In this work, we introduced Comunica as a highly modular meta engine for federated SPARQL query evaluation over heterogeneous interfaces. Comunica is thereby the first system that accomplishes the Linked Data Fragments vision of a client that is able to query over heterogeneous interfaces. Not only can Comunica be used as a client-side SPARQL engine, it can also be customized to become a more lightweight engine and perform more specific tasks, such as for example only evaluating BGPs over Turtle files, evaluating the efficiency of different join operators, or even serve as a complete server-side SPARQL query endpoint that aggregates different datasources. In future work, we will look into supporting supporting alternative (non-semantic) query languages as well, such as GraphQL [42].

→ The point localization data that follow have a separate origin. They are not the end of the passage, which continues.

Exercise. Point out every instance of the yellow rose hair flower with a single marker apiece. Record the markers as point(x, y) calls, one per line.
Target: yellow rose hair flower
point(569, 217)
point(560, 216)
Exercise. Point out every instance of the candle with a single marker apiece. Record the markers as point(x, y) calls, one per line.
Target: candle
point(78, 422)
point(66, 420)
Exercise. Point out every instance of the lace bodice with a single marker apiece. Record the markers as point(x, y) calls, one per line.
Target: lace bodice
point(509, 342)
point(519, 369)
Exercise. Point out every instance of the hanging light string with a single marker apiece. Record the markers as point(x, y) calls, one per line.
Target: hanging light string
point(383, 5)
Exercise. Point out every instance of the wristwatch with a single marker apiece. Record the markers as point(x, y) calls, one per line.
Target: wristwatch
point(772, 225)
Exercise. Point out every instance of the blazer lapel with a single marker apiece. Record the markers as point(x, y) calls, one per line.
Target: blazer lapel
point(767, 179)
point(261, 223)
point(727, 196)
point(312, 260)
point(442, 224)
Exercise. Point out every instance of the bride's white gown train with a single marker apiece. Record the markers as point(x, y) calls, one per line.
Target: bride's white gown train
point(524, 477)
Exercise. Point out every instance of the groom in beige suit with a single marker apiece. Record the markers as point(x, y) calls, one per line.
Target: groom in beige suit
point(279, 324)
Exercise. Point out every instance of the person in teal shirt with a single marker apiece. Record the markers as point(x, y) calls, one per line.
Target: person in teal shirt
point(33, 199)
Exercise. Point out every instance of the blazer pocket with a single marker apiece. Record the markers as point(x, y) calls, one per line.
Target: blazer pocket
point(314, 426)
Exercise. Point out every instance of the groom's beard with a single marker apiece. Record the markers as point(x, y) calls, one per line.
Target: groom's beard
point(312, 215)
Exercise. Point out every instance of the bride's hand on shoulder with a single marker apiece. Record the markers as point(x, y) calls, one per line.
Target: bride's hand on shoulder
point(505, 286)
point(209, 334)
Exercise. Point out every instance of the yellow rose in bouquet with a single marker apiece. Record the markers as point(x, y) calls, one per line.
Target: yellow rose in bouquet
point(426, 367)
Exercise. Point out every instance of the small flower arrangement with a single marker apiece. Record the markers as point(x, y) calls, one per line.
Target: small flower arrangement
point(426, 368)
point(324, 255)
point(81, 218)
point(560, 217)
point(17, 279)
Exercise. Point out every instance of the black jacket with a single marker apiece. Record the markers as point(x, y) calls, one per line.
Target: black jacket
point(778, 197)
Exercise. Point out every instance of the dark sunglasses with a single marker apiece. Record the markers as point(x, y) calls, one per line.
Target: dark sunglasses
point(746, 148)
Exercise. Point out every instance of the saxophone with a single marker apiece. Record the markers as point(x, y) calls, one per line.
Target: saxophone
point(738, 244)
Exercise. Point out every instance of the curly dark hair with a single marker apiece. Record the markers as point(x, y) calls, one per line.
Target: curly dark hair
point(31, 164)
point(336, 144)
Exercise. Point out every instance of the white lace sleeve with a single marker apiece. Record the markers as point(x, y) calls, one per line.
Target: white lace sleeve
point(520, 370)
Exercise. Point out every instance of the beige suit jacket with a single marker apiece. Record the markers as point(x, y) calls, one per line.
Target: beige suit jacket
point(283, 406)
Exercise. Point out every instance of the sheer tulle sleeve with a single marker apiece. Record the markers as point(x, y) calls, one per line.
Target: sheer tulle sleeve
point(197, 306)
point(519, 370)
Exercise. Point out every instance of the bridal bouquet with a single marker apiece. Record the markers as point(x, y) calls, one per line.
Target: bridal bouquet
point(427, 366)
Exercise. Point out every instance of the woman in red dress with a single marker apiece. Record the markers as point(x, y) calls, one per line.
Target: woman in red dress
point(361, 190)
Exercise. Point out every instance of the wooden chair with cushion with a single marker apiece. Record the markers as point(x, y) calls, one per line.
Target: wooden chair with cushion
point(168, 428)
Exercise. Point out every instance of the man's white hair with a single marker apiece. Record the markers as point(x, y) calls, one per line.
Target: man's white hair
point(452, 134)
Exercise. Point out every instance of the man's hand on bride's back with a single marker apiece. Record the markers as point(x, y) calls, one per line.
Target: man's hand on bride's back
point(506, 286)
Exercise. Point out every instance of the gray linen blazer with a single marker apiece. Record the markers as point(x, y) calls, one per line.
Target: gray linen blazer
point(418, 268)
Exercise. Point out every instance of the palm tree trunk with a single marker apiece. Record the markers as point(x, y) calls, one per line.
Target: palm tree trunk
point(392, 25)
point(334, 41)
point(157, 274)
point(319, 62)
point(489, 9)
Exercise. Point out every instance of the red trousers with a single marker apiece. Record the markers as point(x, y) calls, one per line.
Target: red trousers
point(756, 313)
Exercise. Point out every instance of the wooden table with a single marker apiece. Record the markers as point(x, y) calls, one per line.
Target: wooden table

If you are a Web researcher, then Comunica is the ideal research platform for investigating new Linked Data publication interfaces, and for experimenting with different query algorithms. New modules can be implemented independently without having to fork existing codebases. The modules can be combined with each other using an RDF-based configuration file that can be instantiated into an actual engine through dependency injection. However, the target audience is broader than just the research community. As Comunica is built on Linked Data and Web technologies, and is extensively documented and has a ready-to-use API, developers of RDF-consuming (Web) applications can also make use of the platform. In the future, we will continue maintaining and developing Comunica and intend to support and collaborate with future researchers on this platform.

The introduction of Comunica will trigger a new generation of Web querying research. Due to its flexibility and modularity, existing areas can be combined and evaluated in more detail, and new promising areas that remained covered so far will be exposed.